Lessons of the 'hood

November 05, 1999|By Leonard Pitts Jr.

YOU don't belong here any more." She didn't say it with hostility, but she said it nevertheless. An observation, a bland statement of fact between friends. "You don't belong here anymore."

We were back home in Los Angeles, my wife Marilyn and I, for our high school reunion. We had given one of our classmates a ride, dropping her off in the old neighborhood, where wrought-iron bars cover every window and cautious people don't venture out after dark.

That's when she said it: "You don't belong here anymore."

It is, of course, the last thing you want to hear if you're a black child of the inner city who has moved on. It suggests that you've forgotten your way home, abandoned kin.
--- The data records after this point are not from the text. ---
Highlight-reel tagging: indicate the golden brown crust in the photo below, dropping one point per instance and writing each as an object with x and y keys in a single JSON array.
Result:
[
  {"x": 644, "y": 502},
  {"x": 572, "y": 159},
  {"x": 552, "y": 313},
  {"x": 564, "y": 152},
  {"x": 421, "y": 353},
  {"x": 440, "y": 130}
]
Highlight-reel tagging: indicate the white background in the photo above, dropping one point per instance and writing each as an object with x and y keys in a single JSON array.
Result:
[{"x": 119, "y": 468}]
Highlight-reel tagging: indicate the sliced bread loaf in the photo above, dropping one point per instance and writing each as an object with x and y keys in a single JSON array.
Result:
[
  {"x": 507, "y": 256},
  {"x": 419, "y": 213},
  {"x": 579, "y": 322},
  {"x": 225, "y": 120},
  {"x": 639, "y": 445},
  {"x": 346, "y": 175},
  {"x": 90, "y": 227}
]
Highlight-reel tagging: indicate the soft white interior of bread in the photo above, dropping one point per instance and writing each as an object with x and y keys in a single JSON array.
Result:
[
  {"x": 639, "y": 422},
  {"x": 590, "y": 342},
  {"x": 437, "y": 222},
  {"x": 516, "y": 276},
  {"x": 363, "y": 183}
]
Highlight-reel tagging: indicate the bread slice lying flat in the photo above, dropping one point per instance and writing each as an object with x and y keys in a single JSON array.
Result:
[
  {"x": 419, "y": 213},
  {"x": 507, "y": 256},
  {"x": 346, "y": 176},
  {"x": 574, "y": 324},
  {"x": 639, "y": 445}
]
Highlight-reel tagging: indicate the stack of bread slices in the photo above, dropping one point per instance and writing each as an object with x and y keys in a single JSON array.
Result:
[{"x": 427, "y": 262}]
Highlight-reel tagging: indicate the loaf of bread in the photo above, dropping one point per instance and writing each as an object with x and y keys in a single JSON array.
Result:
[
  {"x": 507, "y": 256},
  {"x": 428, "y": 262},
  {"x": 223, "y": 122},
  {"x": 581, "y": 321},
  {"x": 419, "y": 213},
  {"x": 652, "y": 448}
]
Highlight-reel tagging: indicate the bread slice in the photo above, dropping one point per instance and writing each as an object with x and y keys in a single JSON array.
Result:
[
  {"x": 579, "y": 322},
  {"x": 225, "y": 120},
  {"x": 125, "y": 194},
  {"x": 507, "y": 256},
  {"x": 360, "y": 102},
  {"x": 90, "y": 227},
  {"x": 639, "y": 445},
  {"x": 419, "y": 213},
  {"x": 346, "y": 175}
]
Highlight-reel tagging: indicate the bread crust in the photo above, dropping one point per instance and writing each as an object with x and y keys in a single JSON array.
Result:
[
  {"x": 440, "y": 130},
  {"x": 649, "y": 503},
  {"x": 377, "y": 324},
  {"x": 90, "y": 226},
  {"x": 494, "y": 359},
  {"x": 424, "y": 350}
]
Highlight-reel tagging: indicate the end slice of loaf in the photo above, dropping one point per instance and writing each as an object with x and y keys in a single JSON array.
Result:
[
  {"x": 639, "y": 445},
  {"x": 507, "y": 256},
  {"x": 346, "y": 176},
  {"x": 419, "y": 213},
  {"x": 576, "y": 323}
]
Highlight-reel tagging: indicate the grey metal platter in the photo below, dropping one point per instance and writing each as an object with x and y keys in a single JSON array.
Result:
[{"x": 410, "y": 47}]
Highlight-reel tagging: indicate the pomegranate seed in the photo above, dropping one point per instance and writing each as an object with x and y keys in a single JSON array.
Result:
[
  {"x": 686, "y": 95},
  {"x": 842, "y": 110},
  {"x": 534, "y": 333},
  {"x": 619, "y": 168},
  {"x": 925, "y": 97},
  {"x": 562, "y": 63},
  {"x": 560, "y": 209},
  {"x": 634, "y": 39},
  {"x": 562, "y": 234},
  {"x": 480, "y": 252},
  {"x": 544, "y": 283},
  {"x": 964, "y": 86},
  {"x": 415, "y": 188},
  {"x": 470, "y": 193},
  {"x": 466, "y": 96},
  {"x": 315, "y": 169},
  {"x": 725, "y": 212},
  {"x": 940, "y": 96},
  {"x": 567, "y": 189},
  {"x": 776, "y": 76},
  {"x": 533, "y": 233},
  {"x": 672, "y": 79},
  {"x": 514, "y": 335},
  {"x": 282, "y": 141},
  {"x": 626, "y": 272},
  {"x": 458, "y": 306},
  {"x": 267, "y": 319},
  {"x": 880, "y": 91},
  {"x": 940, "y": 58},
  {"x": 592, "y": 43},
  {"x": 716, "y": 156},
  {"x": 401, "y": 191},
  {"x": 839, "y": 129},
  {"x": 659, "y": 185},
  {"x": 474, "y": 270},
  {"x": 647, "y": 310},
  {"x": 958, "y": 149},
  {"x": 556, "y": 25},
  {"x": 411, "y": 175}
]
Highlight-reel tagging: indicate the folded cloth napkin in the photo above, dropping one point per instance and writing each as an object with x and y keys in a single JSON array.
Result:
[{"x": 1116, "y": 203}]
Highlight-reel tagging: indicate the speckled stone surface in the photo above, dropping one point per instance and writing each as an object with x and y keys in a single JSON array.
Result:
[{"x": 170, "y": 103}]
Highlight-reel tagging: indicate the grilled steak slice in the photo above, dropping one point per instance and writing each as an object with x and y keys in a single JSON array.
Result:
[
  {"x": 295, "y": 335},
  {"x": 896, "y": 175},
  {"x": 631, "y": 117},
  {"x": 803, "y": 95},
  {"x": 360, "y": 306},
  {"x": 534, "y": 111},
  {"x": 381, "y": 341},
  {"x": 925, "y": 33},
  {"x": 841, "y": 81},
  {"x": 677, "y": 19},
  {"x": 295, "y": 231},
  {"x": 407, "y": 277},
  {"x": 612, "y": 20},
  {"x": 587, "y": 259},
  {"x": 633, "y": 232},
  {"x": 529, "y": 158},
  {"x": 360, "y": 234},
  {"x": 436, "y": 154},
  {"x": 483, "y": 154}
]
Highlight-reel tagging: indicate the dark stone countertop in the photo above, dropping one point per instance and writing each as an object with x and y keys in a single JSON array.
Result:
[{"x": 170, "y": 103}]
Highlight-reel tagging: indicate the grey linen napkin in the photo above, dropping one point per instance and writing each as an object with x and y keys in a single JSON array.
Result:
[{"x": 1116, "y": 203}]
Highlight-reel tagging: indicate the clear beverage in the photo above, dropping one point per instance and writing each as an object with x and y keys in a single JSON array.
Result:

That you think yourself "too good." Or worse, not black.

It is, of course, foolish to equate living on the rough side of town with being black. By that logic, neither Oprah Winfrey nor Michael Jordan qualifies. But logic has little to do with this.

So what she said stayed with us that night and for days afterward when we returned home to our house on a quiet street where there are no window bars and families stroll together in the twilight.

And we wondered. We really wondered. But a funny thing happened the other day. Marilyn and I were arranging furniture and I suggested placing a particular chair by the front window. The way my dear wife objected, you'd have thought I had suggested putting it on the roof.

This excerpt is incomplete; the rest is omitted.